In Old San Juan, Plaza de Colon, one of the grand squares adorning the colonial heart of the capital, was choked with broken branches and trees felled by the storm. Pigeons paced the square looking for scraps, their plumage threadbare.
“I was supposed to have come as a professional, but now I’ve just had to weather the storm,” Short said. “But now it looks like I might be useful here.”
All of Puerto Rico was under a flash flood warning early on Thursday as the tail end of the storm could bring another 4 to 8 inches (10-20 cm) of rain on Thursday, bringing the storm’s total to 35 inches (89 cm) in parts of the island, the NHC said.
Puerto Rico Governor Ricardo Rossello said there was one death reported so far, a man struck by a piece of lumber hurled by high winds.
More Expected to Seek Shelter
The government did not yet have an estimate of how many homes and businesses were destroyed by the storm. But authorities expected to see more people go to shelters on Thursday as they realized how badly their homes were hit, said Pedro Cerame, a spokesman for Rossello.Thousands went to government shelters during the storm.
The island’s recovery could be complicated by its financial woes as it faces the largest municipal debt crisis in U.S. history.

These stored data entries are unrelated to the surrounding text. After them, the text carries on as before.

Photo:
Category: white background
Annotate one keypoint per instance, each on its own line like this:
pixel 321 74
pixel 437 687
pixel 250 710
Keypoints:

Both its government and the public utility have filed for bankruptcy protection amid disputes with creditors.
Maria was about 95 miles (150 km) north of Punta Cana, on the east coast of the Dominican Republic on Thursday morning, the NHC said.
Maria was forecast to move north in the Atlantic Ocean over the weekend. It currently looked unlikely to hit the continental United States.
It was a rare Category 5 storm when it struck Dominica on Monday night, damaging about 95 percent of the roofs on the island of 73,000 people, one of the poorest in the Caribbean, the U.N. Office for the Coordination of Humanitarian Affairs said.
Passing early Wednesday just west of St. Croix, home to about 55,000 people, Maria damaged an estimated 65 percent to 70 percent of the island’s buildings, said Holland Redfield, who served six terms in the U.S. Virgin Islands Senate.
President Donald Trump declared a major disaster in the U.S. Virgin Islands and ordered federal aid to supplement recovery efforts, the White House said.